THE EDITED PRESS RELEASE:Daddy’s Home, the sixth album from Annie Clark aka St. Vincent, is the latest facet of an ever-evolving artist regarded by many as the most consistently innovative and intriguing presence in modern music. In the winter of 2019, as Masseduction’s title track won the Grammy for Best Rock Song and the album won Best Recording Package, St. Vincent’s father was released from prison. She began writing the songs that would become Daddy’s Home, closing the loop on a journey that began with his incarceration in 2010, and ultimately led her back to the vinyl her dad had introduced her to during her childhood. The records she has probably listened to more than any other music in her entire life. Music made in sepia-toned downtown New York from 1971-1975. Gritty. Grimy. Sleazy. The album was produced by Annie Clark and Jack Antonoff, recorded by Laura Sisk, mixed by Cian Riordan, and mastered by Chris Gehringer. The music was performed by Annie, Jack, Cian, Thomas, Evan Smith, Sam KS, Greg Leisz, Daniel Hart, Michael Leonhard, Lynne Fiddmont and Kenya Hathaway.
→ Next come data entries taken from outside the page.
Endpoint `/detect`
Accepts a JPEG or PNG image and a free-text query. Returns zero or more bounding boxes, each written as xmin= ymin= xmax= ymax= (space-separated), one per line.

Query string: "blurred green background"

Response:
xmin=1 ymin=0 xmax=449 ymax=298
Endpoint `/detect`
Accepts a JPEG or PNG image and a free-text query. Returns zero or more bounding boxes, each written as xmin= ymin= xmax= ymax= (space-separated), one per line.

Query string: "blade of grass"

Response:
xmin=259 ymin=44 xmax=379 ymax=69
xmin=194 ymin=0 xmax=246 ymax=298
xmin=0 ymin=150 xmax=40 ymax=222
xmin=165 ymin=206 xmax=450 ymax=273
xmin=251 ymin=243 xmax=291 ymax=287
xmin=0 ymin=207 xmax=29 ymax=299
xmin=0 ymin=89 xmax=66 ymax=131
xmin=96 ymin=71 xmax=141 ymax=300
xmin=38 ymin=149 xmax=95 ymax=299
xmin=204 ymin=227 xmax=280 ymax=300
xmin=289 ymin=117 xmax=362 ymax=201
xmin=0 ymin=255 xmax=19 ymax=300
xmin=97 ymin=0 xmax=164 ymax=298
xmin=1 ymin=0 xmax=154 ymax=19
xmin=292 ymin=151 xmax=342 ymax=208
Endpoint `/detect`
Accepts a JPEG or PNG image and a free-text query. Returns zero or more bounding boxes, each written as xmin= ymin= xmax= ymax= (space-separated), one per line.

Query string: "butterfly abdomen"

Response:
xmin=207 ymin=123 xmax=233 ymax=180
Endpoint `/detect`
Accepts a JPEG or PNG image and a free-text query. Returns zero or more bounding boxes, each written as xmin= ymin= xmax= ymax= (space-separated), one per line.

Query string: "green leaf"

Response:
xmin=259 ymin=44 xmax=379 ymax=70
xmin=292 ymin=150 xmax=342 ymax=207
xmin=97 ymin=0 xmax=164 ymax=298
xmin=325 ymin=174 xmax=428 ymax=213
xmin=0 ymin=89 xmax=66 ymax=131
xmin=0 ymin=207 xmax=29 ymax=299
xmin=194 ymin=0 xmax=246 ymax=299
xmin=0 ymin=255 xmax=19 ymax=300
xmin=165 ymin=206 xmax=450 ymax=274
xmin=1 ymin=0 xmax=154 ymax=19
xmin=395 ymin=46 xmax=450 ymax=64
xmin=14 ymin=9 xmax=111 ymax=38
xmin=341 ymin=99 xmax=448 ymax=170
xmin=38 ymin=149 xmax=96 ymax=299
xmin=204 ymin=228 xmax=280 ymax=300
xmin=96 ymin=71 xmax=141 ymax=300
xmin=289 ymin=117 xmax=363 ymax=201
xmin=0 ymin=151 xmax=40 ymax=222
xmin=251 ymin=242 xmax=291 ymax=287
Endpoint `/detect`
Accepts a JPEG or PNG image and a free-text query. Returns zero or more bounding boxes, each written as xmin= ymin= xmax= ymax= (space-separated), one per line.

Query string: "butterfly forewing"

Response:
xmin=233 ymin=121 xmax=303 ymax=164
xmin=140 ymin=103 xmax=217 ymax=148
And Candy Darling lived within and presided over it all.”


Sons of Kemet
Black To The Future

THE EDITED PRESS RELEASE: “Saxophonist, composer, philosopher and writer Shabaka Hutchings returns with Black To The Future, the fourth LP from his Mercury Prize-nominated outfit Sons of Kemet. Musically, Black To The Future is a bigger affair than previous Sons of Kemet records. The core group — Theon Cross (tuba), Edward Wakili-Hick (percussion), Tom Skinner (percussion) — is enhanced by guests such as U.K. saxophonist Steve Williamson, Chicago bandleader and vocalist Angel Bat Dawid, American poet Moor Mother, legendary British grime MC D Double E, British artist/rapper/spoken word musical artist Kojey Radical, and more. Hutchings also adds complex layers of woodwind instrumentation throughout the record, which he did during lockdown. He says, “Black to the Future is a sonic poem for the invocation of power, remembrance and healing. It depicts a movement to redefine and reaffirm what it means to strive for black power.”


Paul Weller
Fat Pop (Volume 1)

THE EDITED PRESS RELEASE:Fat Pop is Paul Weller’s 16th solo album since his self-titled debut in 1992, his fourth in as many years and his second in just under 12 months following June 2020’s magnificent, chart-topping On Sunset. It’s not hyperbole to state that this new album is among his most compelling collections, bar none, including all of his era-defining work in the 1970s and ‘80s with The Jam and The Style Council. It’s an absolute scorcher. When lockdown was declared in March 2020, Paul Weller decided immediately that he wanted something to focus on, since it seemed unlikely he’d be able to tour On Sunset as planned. “I had lots of ideas stored up on my phone,” he explains down that same handset, speaking from outside his London home, “and at least this gave me an opportunity to develop them.” So he started to record songs on his own, doing just vocals, piano and guitar, then sending those sound files to his core band members such as drummer Ben Gordelier, Steve Cradock on guitar and various other instruments, and bassist Andy Crofts for them to add their parts. “It was a bit weird not being together, but at least it kept the wheels rolling. I’d have gone potty otherwise.”